Colesterolo e dieta: impariamo a distinguere quello buono e quello cattivo

Il colesterolo è una molecola indispensabile per l’uomo, perché è la sostanza base per la sintesi di diversi ormoni. Allora perché si parla sempre di colesterolo nella dieta, distinguendone uno “buono” da uno dannoso per la salute?

È importante sapere che il colesterolo viene trasportato nel sangue da due tipi di proteine: le LDL e le HDL. Quello legato alle proteine LDL è il cosiddetto colesterolo “cattivo”, perché tende a depositarsi sulle pareti delle arterie dando origine a placche arteriosclerotiche. Quello legato alle HDL invece non ha questa caratteristica, pertanto viene considerato un buon colesterolo nella dieta alimentare.

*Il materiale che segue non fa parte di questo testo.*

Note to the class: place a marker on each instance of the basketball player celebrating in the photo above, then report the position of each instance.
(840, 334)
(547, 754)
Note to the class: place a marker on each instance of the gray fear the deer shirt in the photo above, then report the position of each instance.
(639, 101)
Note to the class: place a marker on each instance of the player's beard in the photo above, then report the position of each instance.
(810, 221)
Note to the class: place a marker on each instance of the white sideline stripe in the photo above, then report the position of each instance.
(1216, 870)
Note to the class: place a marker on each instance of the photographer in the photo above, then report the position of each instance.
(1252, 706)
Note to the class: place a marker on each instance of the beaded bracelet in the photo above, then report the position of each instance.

Il colesterolo totale che si misura nel sangue è la somma dei due tipi ma, data la loro diversità come fattore di rischio, è importante anche conoscerne la ripartizione. Se il colesterolo HDL è particolarmente alto, anche un valore di colesterolo totale marginalmente elevato può non rappresentare un pericolo.

Colesterolo e dieta mediterranea

La dieta mediterranea, noi lo sappiamo bene, incide positivamente sui livelli di colesterolo nel sangue. Pertanto verdure, cereali, legumi, pesce e carne magra, fibre e il giusto condimento rappresentano un'arma molto efficace per difendersi dall'ipercolesterolemia.